Sepanjang jalan kenangan kita slalu bergandeng tangan..
Sepanjang jalan kenangan kau peluk diriku mesra..
Hujan yang rintik-rintik di awal bulan itu..
Tak mungkin lepas dari ingatanku...
Yak, lagu baheula itu yang otomatis saya nyanyikan saat saya mengendarai sepeda melaju menuju arah selatan, jalan panjang yang menjadi kenangan, menuju tempat peristirahatan terakhirnya tuttot.
Pagi menjelang siang ini, mencoba memaksa hati untuk bersih-bersih otomatis.
Caranya?
Silaturahim sama murobbi!
Hahaha, beginilah cara saya untuk kembali kepada sadarnya diri dan realita hidup. Karena seringkali, mempertahankan yang tidak seharusnya akan membuat kita buta dalam banyak kesempatan. Maka saya harus membuka kembali mata saya. Buka lebar!
Mengapa memilih silaturahim sama mr?
Tipe mr saya yang sekarang ini memang so talkative. Jadi ya kalau saya ngomong dikit, tanggapannya bisa sangat panjang kalikan lebar kalikan lagi tinggi. Tak jarang beliaunya jadi sharing pengalaman yang sejenis trus nyerempet-nyerempet masalah lain terus terus terus...hahaha...
Satu yang pasti sih. Tipenya kayak Mba Mafi. Tiap ucapannya jleb bingit bingit buat saya.
Perubahan itu sunatullah, kita harus bisa menyesuaikan diri dalam kondisi apapun. Itu kudu. Terkait masalah peluang, peluang itu tidak akan terulang, so jika datang tuh peluang, ambil saja. Toh kita tidak tahu, apakah peluang itu akan datang lagi atau tidak, bukan?
Seperti kisah seorang filosof yang menganalogikan dalam mencari jodoh : masuklah ke dalam hutan dan engkau hanya boleh berjalan terus tanpa boleh menengok ke belakang. Tugasmu adalah mencari 1 ranting terbaik menurutmu dalam perjalananmu itu. Jika kau temukan yang terbaik, ambil dan bawalah kemari. Namun apa yang dia bawa sekeluarnya dari hutan? Dia tak membawa apa-apa. Pernah satu kali dia menemui ranting yang baik, namun ia urung mengambilnya karena dia berpikir bisa menemui ranting yang lebih baik di depan nanti. Tapi ternyata sampai ujung hutan pun ia tak menemui ranting sebaik yang ia lihat sebelumnya. Dikarenakan tidak boleh kembali ke belakang, akhirnya dia keluar tanpa membawa apa-apa.

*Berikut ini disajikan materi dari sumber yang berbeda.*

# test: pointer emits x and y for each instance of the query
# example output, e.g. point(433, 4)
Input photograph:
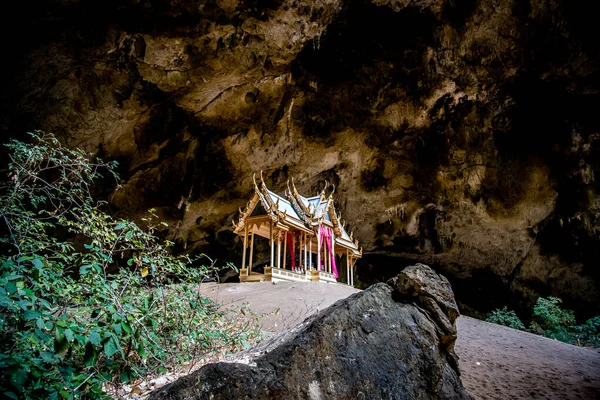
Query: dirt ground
point(495, 362)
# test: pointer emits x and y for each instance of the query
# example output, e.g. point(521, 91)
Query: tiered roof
point(295, 210)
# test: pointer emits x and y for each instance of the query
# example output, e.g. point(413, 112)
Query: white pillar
point(245, 245)
point(310, 251)
point(284, 249)
point(347, 266)
point(251, 252)
point(279, 250)
point(305, 255)
point(318, 267)
point(272, 244)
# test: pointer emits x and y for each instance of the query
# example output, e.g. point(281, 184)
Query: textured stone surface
point(366, 346)
point(460, 134)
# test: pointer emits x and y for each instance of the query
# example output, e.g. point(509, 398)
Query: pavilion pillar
point(347, 266)
point(284, 249)
point(251, 252)
point(305, 255)
point(310, 252)
point(272, 244)
point(279, 250)
point(318, 255)
point(245, 246)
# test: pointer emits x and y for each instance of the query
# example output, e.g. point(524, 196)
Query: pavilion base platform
point(273, 274)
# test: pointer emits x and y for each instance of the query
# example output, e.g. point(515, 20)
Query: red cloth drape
point(326, 234)
point(290, 241)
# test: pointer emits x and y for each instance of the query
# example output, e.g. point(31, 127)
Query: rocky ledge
point(391, 341)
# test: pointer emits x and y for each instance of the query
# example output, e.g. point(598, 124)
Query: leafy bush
point(86, 299)
point(506, 317)
point(552, 320)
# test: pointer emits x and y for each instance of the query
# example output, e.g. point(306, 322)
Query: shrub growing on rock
point(506, 317)
point(86, 299)
point(550, 318)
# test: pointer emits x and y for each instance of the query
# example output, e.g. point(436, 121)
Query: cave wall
point(460, 134)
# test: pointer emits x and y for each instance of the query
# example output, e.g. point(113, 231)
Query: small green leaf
point(94, 338)
point(30, 314)
point(60, 343)
point(110, 348)
point(69, 335)
point(126, 327)
point(91, 355)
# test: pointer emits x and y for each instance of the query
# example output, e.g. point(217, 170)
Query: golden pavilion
point(307, 239)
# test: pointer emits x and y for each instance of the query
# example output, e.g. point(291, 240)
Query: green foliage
point(552, 320)
point(85, 299)
point(506, 317)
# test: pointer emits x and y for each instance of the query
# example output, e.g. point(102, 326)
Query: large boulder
point(370, 345)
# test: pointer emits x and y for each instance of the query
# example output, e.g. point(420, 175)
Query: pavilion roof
point(296, 211)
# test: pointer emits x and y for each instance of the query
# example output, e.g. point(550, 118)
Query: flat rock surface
point(495, 362)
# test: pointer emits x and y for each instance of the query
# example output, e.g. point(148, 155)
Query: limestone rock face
point(461, 134)
point(367, 346)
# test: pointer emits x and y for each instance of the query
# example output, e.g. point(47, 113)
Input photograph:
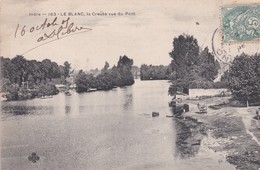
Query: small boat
point(202, 108)
point(68, 93)
point(92, 89)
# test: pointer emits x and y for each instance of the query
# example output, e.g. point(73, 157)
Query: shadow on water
point(189, 133)
point(25, 110)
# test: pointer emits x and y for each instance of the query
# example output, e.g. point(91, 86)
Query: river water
point(97, 130)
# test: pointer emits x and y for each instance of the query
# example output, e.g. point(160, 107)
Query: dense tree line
point(243, 78)
point(18, 70)
point(119, 75)
point(23, 79)
point(151, 72)
point(192, 66)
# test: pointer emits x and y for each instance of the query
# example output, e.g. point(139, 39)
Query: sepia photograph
point(130, 85)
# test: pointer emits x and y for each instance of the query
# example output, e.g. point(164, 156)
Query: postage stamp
point(240, 23)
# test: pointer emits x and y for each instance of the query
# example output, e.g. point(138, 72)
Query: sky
point(146, 36)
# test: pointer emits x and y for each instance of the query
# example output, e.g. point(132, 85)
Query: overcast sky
point(146, 37)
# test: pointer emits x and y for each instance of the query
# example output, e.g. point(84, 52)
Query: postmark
point(240, 23)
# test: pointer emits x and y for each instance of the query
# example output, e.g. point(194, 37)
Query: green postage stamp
point(241, 23)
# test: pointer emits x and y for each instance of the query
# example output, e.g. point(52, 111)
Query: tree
point(66, 69)
point(106, 66)
point(184, 54)
point(244, 78)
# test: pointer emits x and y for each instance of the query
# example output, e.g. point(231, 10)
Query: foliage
point(244, 77)
point(67, 68)
point(119, 75)
point(19, 70)
point(152, 72)
point(192, 67)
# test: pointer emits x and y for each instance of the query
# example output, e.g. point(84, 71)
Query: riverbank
point(231, 132)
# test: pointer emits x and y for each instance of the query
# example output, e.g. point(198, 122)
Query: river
point(96, 130)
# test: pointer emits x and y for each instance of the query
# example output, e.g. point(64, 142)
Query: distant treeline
point(119, 75)
point(151, 72)
point(192, 66)
point(243, 78)
point(18, 70)
point(24, 79)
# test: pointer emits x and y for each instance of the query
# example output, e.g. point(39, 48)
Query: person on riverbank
point(257, 113)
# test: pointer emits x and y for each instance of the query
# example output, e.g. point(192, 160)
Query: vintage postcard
point(133, 84)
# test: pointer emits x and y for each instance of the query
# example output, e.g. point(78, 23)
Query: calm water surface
point(98, 130)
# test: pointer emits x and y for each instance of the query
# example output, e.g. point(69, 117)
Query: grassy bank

Ya Rabb, pokoknya sehabis keluar dari rumah beliau tuh rasanya hati terbakar, tersadar bahwa masih banyak hal yang bisa disyukuri. Tipe kami mirip, yaitu sensitif banget, gampang nangis. Bedanya, beliau bisa menerapkan ilmu 'ndableg', sedangkan saya tak bisa. Beliau bilang, "Terkadang ndableg itu perlu. Kalau kamu nggak bisa, ya pasti akan susah melalui hidup."
Kayaknya ini nih sebabnya saya gagal move on -___-"
Pesan beliau banyak syekali smpai saya lupa lupa, hihihi hyakdess!
Salah satunya adalah :
jika kamu down lagi, silaturahim lagi. Begitu seterusnya!
Okeee buuuk!
Oya ini Ramadhan! Jangan lupa goal-nya!
![]() |
| bukan promosi XD |
"Nuwun, ammah bunga Mawar...", kata mas Azzam (menghiburku).